Owing to some changes in how we performed the training we did not get the opportunity to try out the exact same situation that we were struggling with with SciLuigi before, but based on experiments done on compute nodes on the same HPC cluster, it has been verified that SciPipe is able to handle up to 4,999 concurrent idle shell commands (which could be, e.g., monitoring jobs on the SLURM resource manager [42]), as opposed to the maximum of ∼64 concurrent commands with SciLuigi.

Apart from that and the occasional workflow in the wild [43], the SciPipe library has not yet seen much adoption outside our research group. Based on the high interest for the library on GitHub (486 stars and 36 forks at the time of writing), we think this is just a matter of time. We also think the interest in workflows implemented in compiled languages will increase as data sets continue to increase in size and performance and robustness issues grow more and more important. Because SciPipe is a somewhat more complex tool than the most popular ones such as Galaxy, we are planning to produce more tutorial material such as videos and blog posts to help newcomers get started.

Known limitations

Below we list a number of known limitations of SciPipe that might affect the decision of whether to use SciPipe for a particular use case.

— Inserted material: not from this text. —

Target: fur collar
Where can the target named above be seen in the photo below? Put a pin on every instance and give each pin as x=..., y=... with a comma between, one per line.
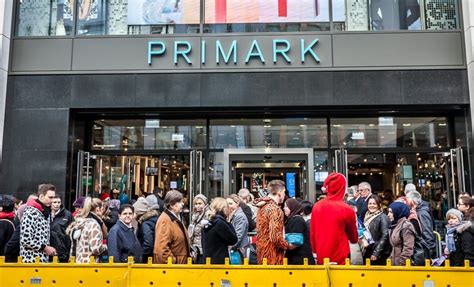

First, the fact that writing SciPipe workflows requires some basic knowledge of the Go programming language can be off-putting to users who are not well-acquainted with programming. Go code, although it takes inspiration from scripting languages, is still markedly more verbose and low-level in nature than Python and can take a little longer to get used to.

Second, the level of integration with HPC resource managers is currently quite basic compared to some other workflow tools. The SLURM resource manager can readily be used by using the Prepend field on processes to add a string with a call to the salloc SLURM command, but more advanced HPC integration is planned to be addressed in upcoming versions.

Third, the way commands are defined in SciPipe is quite simplistic compared to some other approaches. Approaches such as the CWL tool description format [44] and the Boutiques [45] framework provide more semantically comprehensive description of the command-line format. Boutiques also provides certain features for validation of inputs, which can help avoid connecting workflow inputs and outputs that are not compatible. We see this as an exciting area for future development, and where community contributions to the open source code will be especially welcome.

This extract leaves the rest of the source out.